Eraldo Affinati, Vita di vita

Resoconto dell'incontro del 27 maggio 2015

 

Il romanzo autobiografico è impostato come un resoconto di viaggio, ma in realtà molti sono i viaggi in cui ci conduce l'autore: quello che egli stesso affronta recandosi in Gambia a conoscere la madre del protagonista, quello di Khalik quando risale l'Africa verso Nord per approdare a Roma alcuni anni fa, quello che si scopre nelle piccole schegge di vita dei suoi allievi rimasti a Roma con i loro grandi problemi di adolescenti dalle vite tormentate, ma anche un viaggio dentro le sofferenze delle guerre attraverso le lettere dei giovani soldati e dei partigiani condannati a morte che l'autore assegna ai suoi studenti come compito di lettura per l''estate. L'Africa, con i suoi conflitti, le sue sofferenze, le sue bellezze, i suoi valori, le sue contraddizioni è uno degli elementi principali del racconto, l'autore vuole farcela conoscere, apprezzare, vuole soprattutto dissipare quella cortina di nebbia con cui viene osservata da noi occidentali, una nebbia fatta di pregiudizi e luoghi comuni che dà una visione spesso imprecisa e distorta della realtà del luogo. L'attività di educatore dell'autore permea tutto il romanzo. Egli conduce i suoi allievi con tono paterno verso il futuro cercando di far emergere ciò che di alto e nobile è presente in ognuno di loro. La sua arte dell'educazione, però, non si limita a coloro che gli sono stati affidati, ma prosegue, oltre il libro, si rivolge a ogni lettore, lo invita a liberarsi dalla paura, ad allargare le braccia e ad aprire la porta a coloro che giungono stremati e affamati alle porte dell'Europa. Esorta alla responsabilità e all'azione. Affinati usa e promuove il linguaggio, la scrittura, come mezzo per superare le sofferenze per esempio quelle di una corrente ereditaria spezzata (la propria e quella di Khalik), per percepirsi come essere umano, per esistere come persona, perché attraverso linguaggio si sanano le ferite, si fissano le esistenze, gli atti compiuti, si afferma la speranza.

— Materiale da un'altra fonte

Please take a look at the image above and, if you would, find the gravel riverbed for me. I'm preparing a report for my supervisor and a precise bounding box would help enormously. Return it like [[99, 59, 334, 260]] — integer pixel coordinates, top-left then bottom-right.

L'incontro e lo scambio tra i lettori e lo scrittore è stato reso ancora più intenso grazie alla presenza di Zeidi Maiga, un ragazzo originario del Mali, che ha vissuto un'esperienza simile a quella di Khaliq, narrata nel libro. Maiga, abituale frequentatore della Biblioteca di Aosta, a cui per curiosa coincidenza proprio nella giornata del 27 maggio è stato dedicato un bel articolo sulla pagina locale de La Stampa, ha raccontato la sua storia. Ha dato così vita proprio a quell'intrecciarsi di esperienza autentica e narrazione che caratterizza la poetica di Affinati. La parola che si fa incontro e che muove all'azione e alla scelta. Eraldo Affinati oltre a un discorso sulla sua visione letteraria e sul suo libro, ci consegna anche un'esortazione alla cittadinanza attiva: l'auspicio che una Scuola “Penny Wirton”, scuole volontarie e gratuite di italiano per stranieri di cui è ideatore, venga creata anche in Valle d'Aosta. http://www.eraldoaffinati.it/pennywirton.asp

 

 

Vedi foto dell'incontro e articolo “La Stampa-Zeidi Maiga”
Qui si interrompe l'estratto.